Po producentach samochodów, samolotów i telefonów komórkowych kolejna branża przyznaje się do kłopotów spowodowanych koronawirusem.

Niemiecki producent luksusowej odzieży Hugo Boss przyznał, że też padł ofiarą koronawirusa i jego sprzedaż w tym roku znacznie spadnie nie tylko w Azji ale też na innych kluczowych rynkach.

To wszystko przełoży się na wyniki finansowe. Odzieżowy gigant prognozuje, że jego zysk w 2020 r.  wyniesie 320–350 mln euro, w 2019 r. wyniósł 333 mln euro.

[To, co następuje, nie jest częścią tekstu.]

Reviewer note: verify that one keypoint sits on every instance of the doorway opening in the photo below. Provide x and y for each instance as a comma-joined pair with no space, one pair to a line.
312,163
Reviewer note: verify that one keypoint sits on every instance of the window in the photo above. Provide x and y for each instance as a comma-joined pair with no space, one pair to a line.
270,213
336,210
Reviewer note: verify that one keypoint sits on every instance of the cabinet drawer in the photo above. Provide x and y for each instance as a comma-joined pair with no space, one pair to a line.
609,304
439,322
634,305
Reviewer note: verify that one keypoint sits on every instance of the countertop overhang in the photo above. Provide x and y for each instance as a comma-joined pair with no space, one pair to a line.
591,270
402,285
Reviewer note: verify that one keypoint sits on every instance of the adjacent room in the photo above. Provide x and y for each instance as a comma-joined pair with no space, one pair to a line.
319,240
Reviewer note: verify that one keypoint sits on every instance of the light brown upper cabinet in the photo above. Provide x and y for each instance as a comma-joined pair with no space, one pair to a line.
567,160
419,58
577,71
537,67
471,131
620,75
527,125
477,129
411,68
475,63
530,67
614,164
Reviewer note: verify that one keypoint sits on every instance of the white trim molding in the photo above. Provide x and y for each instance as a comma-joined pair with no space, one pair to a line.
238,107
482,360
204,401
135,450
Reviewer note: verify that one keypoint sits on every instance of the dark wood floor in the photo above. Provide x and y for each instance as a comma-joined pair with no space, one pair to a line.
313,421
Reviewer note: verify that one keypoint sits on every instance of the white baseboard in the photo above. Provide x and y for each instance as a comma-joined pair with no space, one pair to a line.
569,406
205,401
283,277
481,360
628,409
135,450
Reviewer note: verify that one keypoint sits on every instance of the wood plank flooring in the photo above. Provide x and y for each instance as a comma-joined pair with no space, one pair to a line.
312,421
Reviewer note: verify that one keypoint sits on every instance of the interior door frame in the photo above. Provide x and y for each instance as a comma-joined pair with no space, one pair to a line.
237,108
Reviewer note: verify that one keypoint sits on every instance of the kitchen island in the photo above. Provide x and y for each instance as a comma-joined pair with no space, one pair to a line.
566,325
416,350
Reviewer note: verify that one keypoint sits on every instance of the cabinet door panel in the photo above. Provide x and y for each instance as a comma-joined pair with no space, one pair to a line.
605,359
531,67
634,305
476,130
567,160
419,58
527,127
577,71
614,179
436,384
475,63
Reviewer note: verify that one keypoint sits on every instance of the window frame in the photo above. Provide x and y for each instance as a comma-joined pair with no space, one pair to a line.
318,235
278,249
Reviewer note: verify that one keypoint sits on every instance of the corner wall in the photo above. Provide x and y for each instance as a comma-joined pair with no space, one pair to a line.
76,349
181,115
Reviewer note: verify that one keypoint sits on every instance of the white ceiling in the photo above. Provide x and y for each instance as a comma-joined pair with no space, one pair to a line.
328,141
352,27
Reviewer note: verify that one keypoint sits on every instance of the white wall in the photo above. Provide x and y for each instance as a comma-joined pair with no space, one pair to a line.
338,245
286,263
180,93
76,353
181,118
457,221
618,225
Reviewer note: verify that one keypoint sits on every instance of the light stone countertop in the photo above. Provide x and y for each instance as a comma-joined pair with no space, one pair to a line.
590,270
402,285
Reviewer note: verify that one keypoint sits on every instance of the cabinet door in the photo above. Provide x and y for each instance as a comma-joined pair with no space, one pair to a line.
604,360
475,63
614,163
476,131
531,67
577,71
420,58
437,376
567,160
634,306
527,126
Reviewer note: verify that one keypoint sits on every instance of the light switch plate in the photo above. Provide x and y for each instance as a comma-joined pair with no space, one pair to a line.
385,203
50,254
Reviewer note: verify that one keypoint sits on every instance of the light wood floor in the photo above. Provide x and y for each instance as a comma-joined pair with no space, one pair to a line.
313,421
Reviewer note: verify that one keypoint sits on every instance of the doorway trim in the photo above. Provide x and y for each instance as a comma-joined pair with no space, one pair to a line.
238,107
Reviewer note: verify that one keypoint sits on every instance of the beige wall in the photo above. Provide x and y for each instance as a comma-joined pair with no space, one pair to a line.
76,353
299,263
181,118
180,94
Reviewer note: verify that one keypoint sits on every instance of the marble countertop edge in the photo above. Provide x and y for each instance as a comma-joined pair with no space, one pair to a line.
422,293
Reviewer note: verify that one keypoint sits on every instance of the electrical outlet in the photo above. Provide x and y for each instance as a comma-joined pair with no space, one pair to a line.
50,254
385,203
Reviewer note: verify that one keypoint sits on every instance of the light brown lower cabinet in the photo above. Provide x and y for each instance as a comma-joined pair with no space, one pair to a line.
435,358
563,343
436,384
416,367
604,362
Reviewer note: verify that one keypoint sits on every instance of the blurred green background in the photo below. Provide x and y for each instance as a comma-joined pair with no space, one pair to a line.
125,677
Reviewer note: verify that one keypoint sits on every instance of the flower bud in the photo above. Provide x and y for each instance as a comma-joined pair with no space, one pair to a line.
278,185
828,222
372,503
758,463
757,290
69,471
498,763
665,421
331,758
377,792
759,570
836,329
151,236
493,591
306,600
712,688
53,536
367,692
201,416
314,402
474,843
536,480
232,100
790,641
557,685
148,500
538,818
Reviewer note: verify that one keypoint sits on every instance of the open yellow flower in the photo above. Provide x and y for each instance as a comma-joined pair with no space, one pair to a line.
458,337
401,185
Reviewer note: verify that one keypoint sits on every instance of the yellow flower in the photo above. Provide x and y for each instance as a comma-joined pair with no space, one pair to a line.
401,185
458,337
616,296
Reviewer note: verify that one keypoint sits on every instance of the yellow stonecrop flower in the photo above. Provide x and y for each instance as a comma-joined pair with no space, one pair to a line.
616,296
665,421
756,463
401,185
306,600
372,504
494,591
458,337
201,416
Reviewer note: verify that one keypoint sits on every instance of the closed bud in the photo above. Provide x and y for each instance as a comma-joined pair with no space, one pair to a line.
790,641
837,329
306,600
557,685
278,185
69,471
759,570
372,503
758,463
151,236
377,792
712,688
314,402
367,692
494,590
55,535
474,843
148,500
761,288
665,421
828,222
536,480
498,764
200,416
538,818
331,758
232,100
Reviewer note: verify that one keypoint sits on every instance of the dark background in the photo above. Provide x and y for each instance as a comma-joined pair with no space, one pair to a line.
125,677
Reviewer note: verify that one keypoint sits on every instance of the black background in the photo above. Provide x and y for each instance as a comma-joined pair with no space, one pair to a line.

Według Hugo Boss pewna poprawa sytuacji i stopniowa normalizacja sprzedaży może nastąpić już w połowie tego roku, jednak prognozuje się, żevwyniki finansowe firmy za cały 2020 rok będą złe. poważne uderzenie w wyniki 2020 roku. Powód: sprzedaż wzrośnie co najwyżej o 2 proc. w ciągu całego roku. Najbardziej regresem sprzedaży dotknięte zostaną rynki Azji i Pacyfiku, które w ubiegłym roku stanowiły o 15 proc. całkowitej sprzedaży niemieckiego koncernu. Hugo Boss w ostatnich latach, podobnie jak i inne luksusowe marki odzieżowe notował w Azji (głównie w Chinach) co rocznie 5- procentowe wzrosty sprzedaży swoich garniturów, płaszczy i konfekcji.

Ale początek tego roku jest dla niemieckiej spółki fatalny. Do tego stopnia, że spodziewa się znacznych strat w sprzedaży, ponieważ ponad połowa z 150 sklepów w Chinach została zamknięta od końca stycznia br., a ruch w pozostałych jest znacznie niższy. Koncern przyznał agencji Reuters, że obecnie odnotowuje „zauważalny spadek” sprzedaży także na innych kluczowych rynkach.

Niemcy już w ub. roku mieli kłopoty ze sprzedażą w USA i w Hongkongu. Ratunkiem okazały się wyniki unowocześnionych, designerskich sklepów w USA oraz sprzedaż przez Internet.

W tym roku rezultaty na azjatyckich rynkach może uratować jedynie sprzedaż w sieci. A w skali globalnej dobra koniunktura na rynkach wschodniej i środkowej Europy, w tym i w Polsce.

U nas koncern ma do tej pory  dziesięć sklepów, zlokalizowanych głownie w centrach handlowych, m.in. W Warszawie, Łodzi, Gdyni i w Katowicach.